Lui Li's husband also works in a factory in Shenzen but their ten-year-old daughter lives with her grandma in Teng Jia. "Of course I miss my little girl but we have to live and there is no work in the village," says Lui Li.

After she has paid about 300 yuan ($38) for food each month and sent money back to the family in Sichuan, there is little left over. With her husband, she hopes to save enough to return to Teng Jia to live with their daughter again.

With such long working hours it is not surprising that there are safety problems at some Chinese factories. In January, there was a fire at a Christmas ornament factory in Shenzhen which killed 20 people and injured another 89.

Workers who try to organize unions can be charged with subversion and sentenced to death

Trade union organizations, other than the official Communist Party trade union, are banned in China. Workers who try to organize independent trade unions can be charged with subversion and sentenced to death.

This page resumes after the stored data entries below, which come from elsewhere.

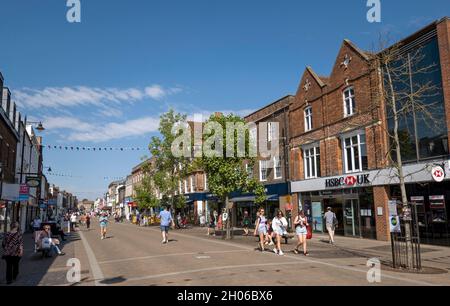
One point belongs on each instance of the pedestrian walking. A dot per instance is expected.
(246, 222)
(13, 252)
(88, 222)
(279, 224)
(301, 230)
(103, 225)
(166, 221)
(73, 221)
(261, 228)
(46, 241)
(36, 224)
(331, 223)
(211, 225)
(270, 234)
(202, 220)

Even so the official All China Federation of Trade Unions (ACFTU) reports a sharp increase in labor disputes. There were 150,000 labor disputes in China in 1995, double the number two years before, and the number is still rising.

Recently, some foreign companies have drawn up codes of conduct which they are seeking to impose on their Chinese suppliers. Reebok, the sports shoe company, has its "Human Rights Production Standard" which is intended to guide its suppliers.

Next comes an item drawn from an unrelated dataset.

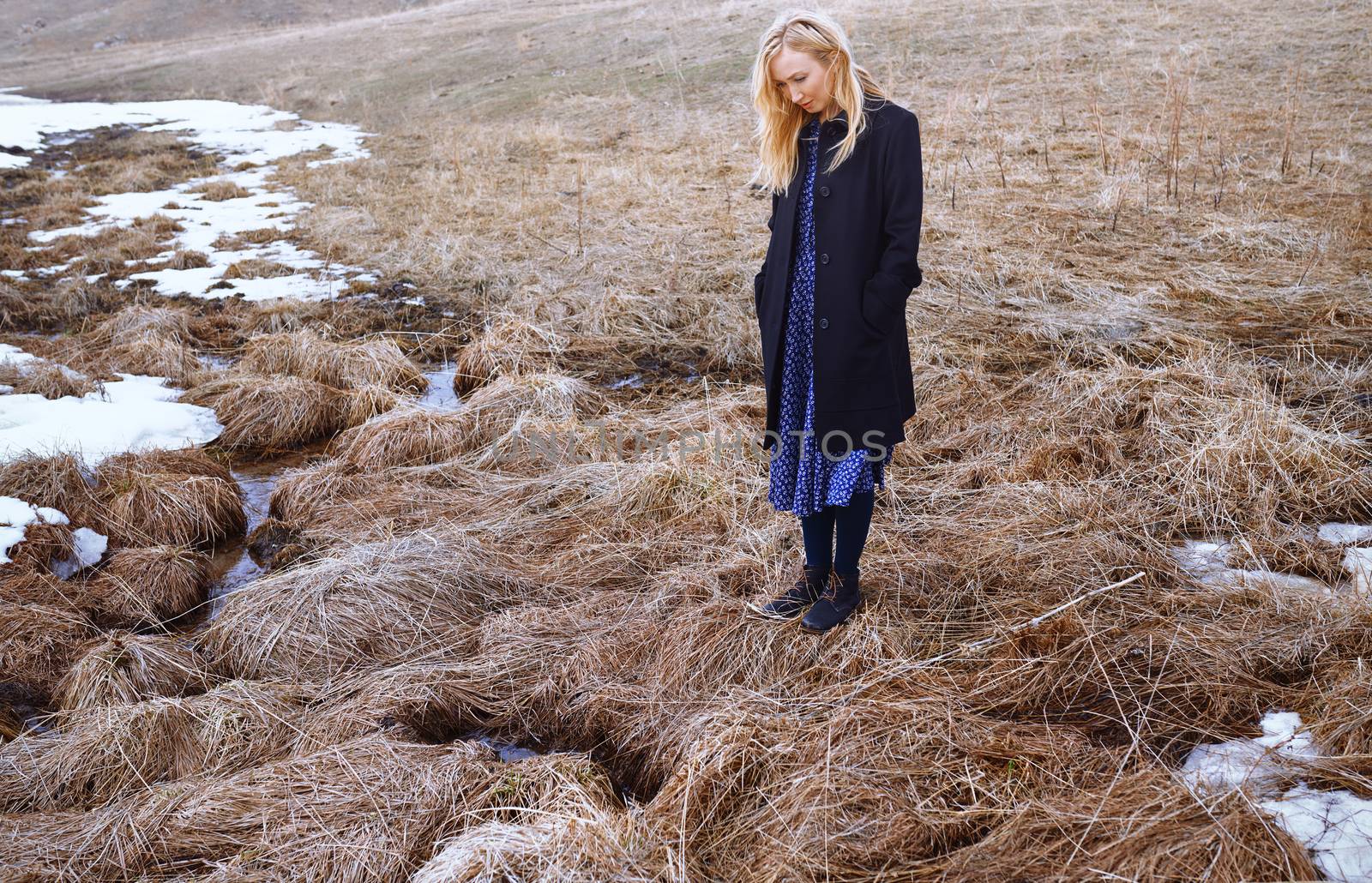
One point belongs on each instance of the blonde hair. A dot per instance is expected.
(779, 119)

The Reebok standard speaks of "the rights of all employees to organize and bargain collectively," which is hard to achieve in China. The standard also opposes "compulsory labor" but it is not clear whether this includes compulsory overtime.

The Hong Kong Toy Council is drawing up its code of conduct for the industry which could be approved in December. "But monitoring of the code would be very difficult, if not impossible because of commercial confidentiality," says Warren Kwok.

"Without monitoring, the codes stand no chance of raising the standards in Chinese factories," says Gerard Greenfield. The only hope he says is giving Chinese workers more information about their rights and about health and safety.

The concerns of Sau Yen in her shoe factory and Lui Li in the garment factory are more immediate. For them and millions of others, even rock bottom wages and long hours provide opportunities that are simply not available in rural China.